With Hispanics on the verge of becoming the nation's largest minority, the political parties are stepping up efforts to court Latino voters. But if history is any guide, many politicians will incorrectly presume that ethnic appeals, or a focus on supposed "Hispanic issues," hold the key to attracting more Latino votes.
Many political leaders - including a surprising share of Hispanic figures - often suggest that outreach to Latinos be based largely on speeches peppered with Spanish, events with salsa music, and an emphasis on immigration and defense of bilingual education, rather than on broader issues of concern.
To be sure, Hispanic voters have distinguishing demographic characteristics and share some concerns that many other Americans do not. Latino voters are much younger than the electorate as a whole.
Like other ethnic populations with many recent immigrants, they are particularly sensitive to intolerance and immigrant-bashing politicians - and have a special appreciation for the role of education in creating opportunity. Cultural signals can matter to them as well; speaking fluent Spanish and recognizing the rich Latin culture can create a more receptive audience.
But too many politicians assume they can offer ethnic rhetoric and cultural symbolism in lieu of sound solutions to problems. Hispanic voters, like voters overall, are most impressed by substantive proposals. And they respond best to messages designed for the general electorate.
The first false assumption is that a little Spanish can help build a Latino connection. Hispanic voters reward candidates who have mastered Spanish, but speaking bad Spanish can be seen as pandering. Focus groups last year found George Bush's and Al Gore's Spanish hard to understand; some advised them just to use English. Spanish is the preferred language at home for about a third of Latino voters, according to a survey of 12 battleground states by Greenberg Quinlan Research for the Gore campaign. But candidates need to know that a majority of Hispanic voters prefer English at home.
Hispanic voters are also like other voters in their priorities. The ranking of issues by Latinos and the rest of the electorate last year were similar, with education, Social Security, and healthcare emerging as leading concerns, although there were important differences in degree. Education, for example, stood out as the top priority for Hispanics in battleground states.
The economy was also of greater concern to Hispanics. Latinos are disproportionately represented in lower-paying and less-skilled jobs. They are more vulnerable economically and less likely to have benefits at work - and thus have many reasons to vote Democratic.
Notably, Hispanics gave a low priority last year to immigration. Among the battleground-state voters, immigration finished last among 10 issues, with just 6 percent citing it as one of their top two concerns. This is not to say that immigration is not a potentially powerful issue, particularly when some politicians adopt threatening stands against immigrants.
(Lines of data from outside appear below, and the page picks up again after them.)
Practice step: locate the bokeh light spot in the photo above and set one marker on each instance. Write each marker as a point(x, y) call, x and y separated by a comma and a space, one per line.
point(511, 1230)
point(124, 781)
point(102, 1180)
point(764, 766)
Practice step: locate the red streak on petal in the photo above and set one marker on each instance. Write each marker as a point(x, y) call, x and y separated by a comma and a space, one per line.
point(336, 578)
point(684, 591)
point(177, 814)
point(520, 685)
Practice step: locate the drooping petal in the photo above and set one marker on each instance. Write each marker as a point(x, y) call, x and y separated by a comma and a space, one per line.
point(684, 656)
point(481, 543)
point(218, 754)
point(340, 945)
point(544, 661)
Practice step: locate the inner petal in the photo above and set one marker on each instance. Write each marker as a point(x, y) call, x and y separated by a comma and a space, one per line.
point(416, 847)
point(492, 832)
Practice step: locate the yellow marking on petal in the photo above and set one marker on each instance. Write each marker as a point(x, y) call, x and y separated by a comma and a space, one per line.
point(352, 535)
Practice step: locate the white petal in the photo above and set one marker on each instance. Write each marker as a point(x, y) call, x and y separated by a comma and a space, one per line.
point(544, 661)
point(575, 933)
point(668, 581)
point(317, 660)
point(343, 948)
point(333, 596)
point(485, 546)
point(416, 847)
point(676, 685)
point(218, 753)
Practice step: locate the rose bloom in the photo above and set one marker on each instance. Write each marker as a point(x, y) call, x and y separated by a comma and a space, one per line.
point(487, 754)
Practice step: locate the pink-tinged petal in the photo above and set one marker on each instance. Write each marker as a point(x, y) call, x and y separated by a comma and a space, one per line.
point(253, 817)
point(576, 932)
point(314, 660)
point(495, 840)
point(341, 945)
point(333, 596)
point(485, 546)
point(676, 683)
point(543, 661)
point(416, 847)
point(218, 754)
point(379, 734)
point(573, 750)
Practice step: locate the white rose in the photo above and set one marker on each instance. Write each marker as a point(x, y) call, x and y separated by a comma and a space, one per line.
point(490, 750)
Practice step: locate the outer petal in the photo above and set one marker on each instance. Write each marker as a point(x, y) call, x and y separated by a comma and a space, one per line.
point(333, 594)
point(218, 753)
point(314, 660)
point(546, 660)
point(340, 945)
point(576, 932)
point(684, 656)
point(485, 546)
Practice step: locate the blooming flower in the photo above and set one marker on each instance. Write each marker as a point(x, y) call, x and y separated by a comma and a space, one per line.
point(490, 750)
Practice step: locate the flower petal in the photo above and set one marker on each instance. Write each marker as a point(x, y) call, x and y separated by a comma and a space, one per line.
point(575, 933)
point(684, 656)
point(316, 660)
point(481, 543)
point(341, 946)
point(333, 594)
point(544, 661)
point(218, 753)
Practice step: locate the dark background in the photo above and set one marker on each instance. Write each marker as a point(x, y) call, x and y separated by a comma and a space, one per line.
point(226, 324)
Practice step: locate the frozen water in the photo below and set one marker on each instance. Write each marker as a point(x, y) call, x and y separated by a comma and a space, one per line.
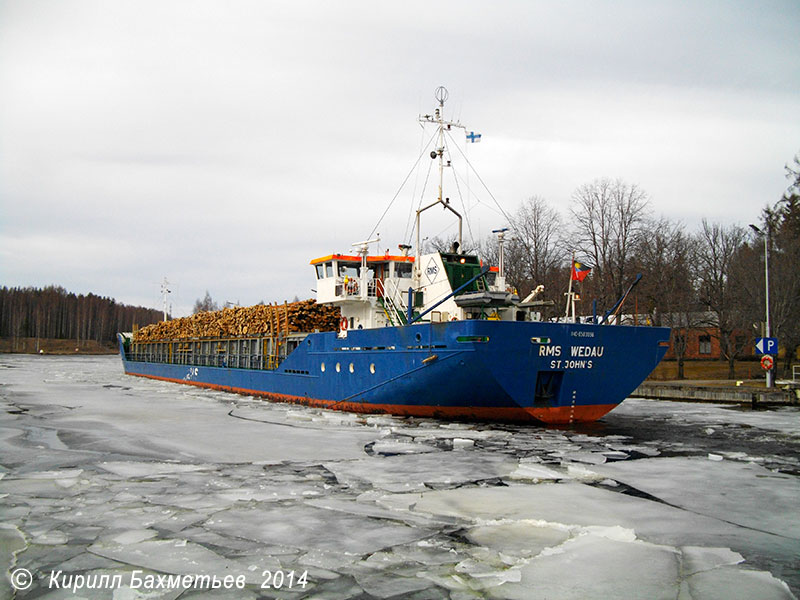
point(309, 527)
point(417, 472)
point(103, 473)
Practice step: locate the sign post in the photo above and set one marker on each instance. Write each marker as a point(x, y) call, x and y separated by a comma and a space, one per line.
point(768, 347)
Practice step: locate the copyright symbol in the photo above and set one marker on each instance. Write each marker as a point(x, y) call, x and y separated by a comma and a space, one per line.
point(21, 579)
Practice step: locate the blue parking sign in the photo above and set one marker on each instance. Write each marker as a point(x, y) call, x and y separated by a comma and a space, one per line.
point(767, 345)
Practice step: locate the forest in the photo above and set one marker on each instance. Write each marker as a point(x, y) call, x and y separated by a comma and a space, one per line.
point(52, 312)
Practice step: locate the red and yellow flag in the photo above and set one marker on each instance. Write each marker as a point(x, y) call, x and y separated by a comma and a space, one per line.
point(580, 271)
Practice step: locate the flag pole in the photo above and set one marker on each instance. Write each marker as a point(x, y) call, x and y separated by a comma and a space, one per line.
point(569, 291)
Nevertheless, research in 2000 showed that initiatives that focused on supposed Latino issues like immigration or made reference to Hispanics were generally less effective among Latino voters than messages that stressed education, healthcare, and retirement.
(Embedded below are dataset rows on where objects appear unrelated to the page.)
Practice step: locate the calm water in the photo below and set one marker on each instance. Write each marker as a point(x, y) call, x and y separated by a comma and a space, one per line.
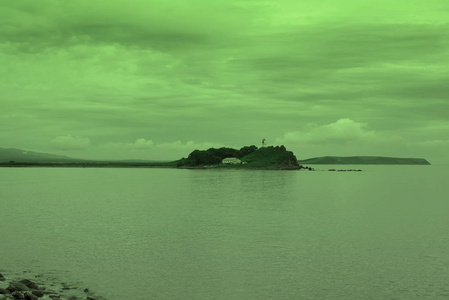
point(208, 234)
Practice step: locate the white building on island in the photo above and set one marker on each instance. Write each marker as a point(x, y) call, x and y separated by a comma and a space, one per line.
point(231, 161)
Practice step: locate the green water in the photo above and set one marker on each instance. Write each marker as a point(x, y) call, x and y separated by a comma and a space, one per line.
point(211, 234)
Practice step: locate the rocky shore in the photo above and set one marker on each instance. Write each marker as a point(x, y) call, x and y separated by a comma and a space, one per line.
point(35, 288)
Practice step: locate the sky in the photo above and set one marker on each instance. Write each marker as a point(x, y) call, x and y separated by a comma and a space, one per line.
point(150, 79)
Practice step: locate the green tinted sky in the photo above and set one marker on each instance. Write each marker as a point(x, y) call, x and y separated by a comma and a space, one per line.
point(157, 79)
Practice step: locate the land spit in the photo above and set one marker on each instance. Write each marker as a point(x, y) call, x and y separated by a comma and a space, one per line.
point(38, 287)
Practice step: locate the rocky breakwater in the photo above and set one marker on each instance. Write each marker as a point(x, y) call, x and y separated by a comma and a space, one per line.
point(27, 289)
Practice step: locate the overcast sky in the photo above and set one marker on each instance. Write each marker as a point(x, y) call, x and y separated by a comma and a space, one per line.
point(157, 79)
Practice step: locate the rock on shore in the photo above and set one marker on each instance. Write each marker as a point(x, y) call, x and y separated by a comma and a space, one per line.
point(34, 289)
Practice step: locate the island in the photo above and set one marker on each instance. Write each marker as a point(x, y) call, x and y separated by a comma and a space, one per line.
point(248, 157)
point(364, 160)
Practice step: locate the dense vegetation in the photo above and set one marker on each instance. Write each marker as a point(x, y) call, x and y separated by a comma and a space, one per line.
point(252, 157)
point(213, 156)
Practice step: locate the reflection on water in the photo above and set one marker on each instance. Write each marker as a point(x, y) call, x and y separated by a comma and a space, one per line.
point(232, 234)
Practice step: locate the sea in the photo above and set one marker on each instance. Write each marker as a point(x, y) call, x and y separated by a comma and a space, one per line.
point(146, 233)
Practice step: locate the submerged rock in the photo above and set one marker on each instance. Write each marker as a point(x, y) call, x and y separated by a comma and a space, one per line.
point(30, 296)
point(15, 286)
point(38, 293)
point(30, 284)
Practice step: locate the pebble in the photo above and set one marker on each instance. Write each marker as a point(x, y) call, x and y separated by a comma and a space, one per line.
point(26, 289)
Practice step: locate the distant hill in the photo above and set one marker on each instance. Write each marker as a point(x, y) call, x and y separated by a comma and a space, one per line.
point(364, 160)
point(17, 155)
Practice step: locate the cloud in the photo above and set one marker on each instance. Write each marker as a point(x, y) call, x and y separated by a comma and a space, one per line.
point(340, 132)
point(142, 144)
point(69, 142)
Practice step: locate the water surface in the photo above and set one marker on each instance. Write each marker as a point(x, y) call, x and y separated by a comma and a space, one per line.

The Bush campaign last year was emblematic of the flawed assumptions of much Latino outreach. George W. Bush had high hopes for making inroads among Latinos. By appearing before Hispanic audiences and exhibiting elementary Spanish, he made some favorable first impressions. Highlighting education also helped Mr. Bush identify with Latinos on a core substantive issue.
Ultimately, however, Bush's symbolic efforts, which also included showcasing a Hispanic nephew, came to define his outreach, and they were insufficient to overcome the Republican Party's historical disadvantage with Latinos. Bush received just 31 percent of the Latino vote, according to exit surveys, better than GOP nominee Bob Dole in 1996 but about the same as the first President Bush in 1992.
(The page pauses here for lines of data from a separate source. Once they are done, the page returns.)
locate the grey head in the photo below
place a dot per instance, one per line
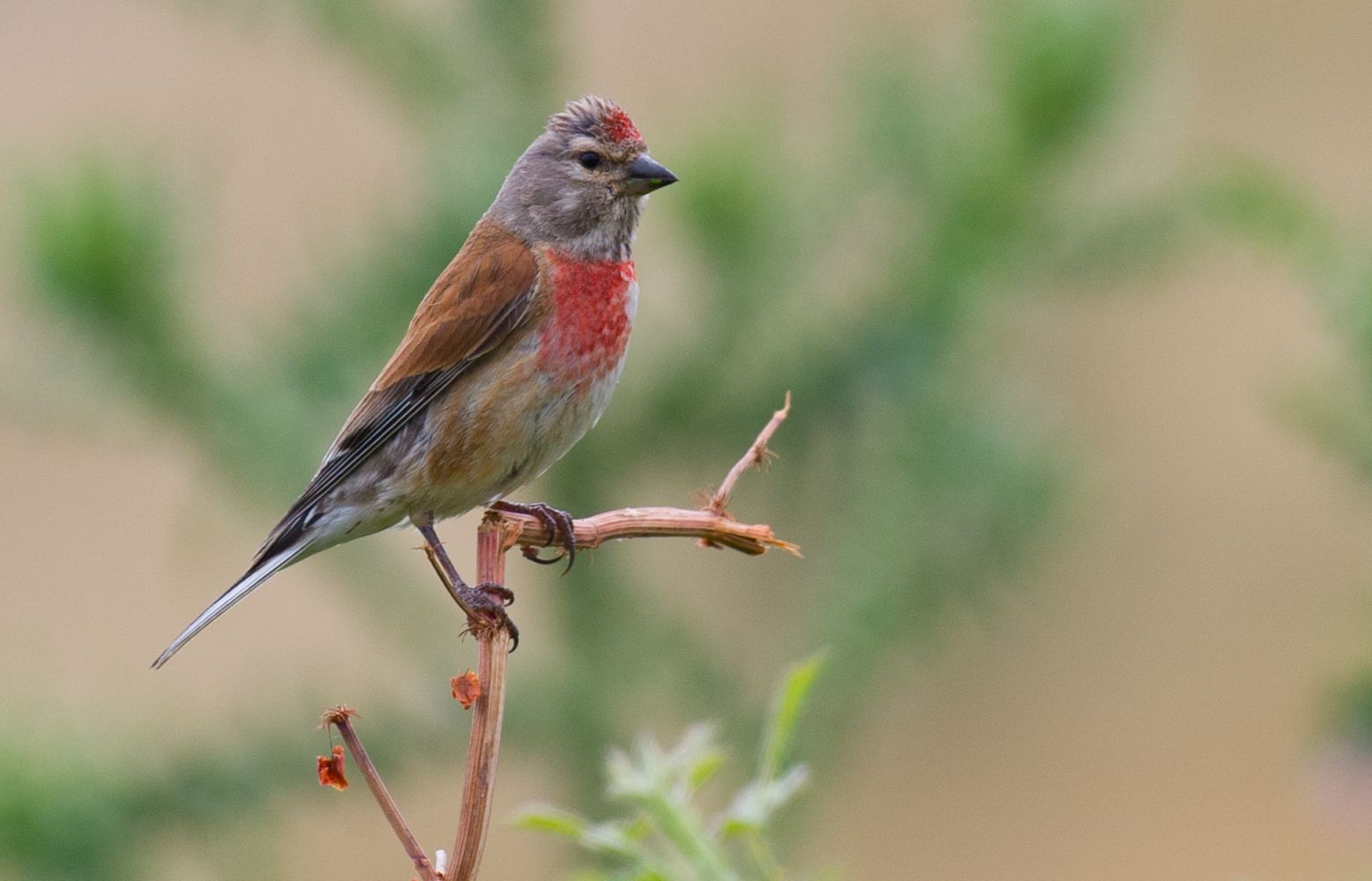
(580, 186)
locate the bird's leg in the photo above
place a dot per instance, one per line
(558, 524)
(486, 602)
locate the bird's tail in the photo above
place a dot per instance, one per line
(261, 570)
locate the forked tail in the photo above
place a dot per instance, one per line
(261, 571)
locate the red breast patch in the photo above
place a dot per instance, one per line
(589, 331)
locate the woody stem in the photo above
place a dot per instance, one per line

This picture of the Hispanic electorate is not static. As more Latinos become citizens and vote, the Hispanic electorate will grow substantially and become more difficult to characterize. Nevertheless, the lessons for Latino outreach from last year are likely to endure. The politicians that win over Hispanics will be those who speak to their concerns principally as Americans, not as Hispanics.
Mark Feierstein is senior analyst at Greenberg Quinlan Rosner Research, a polling firm that advised Al Gore's presidential campaign.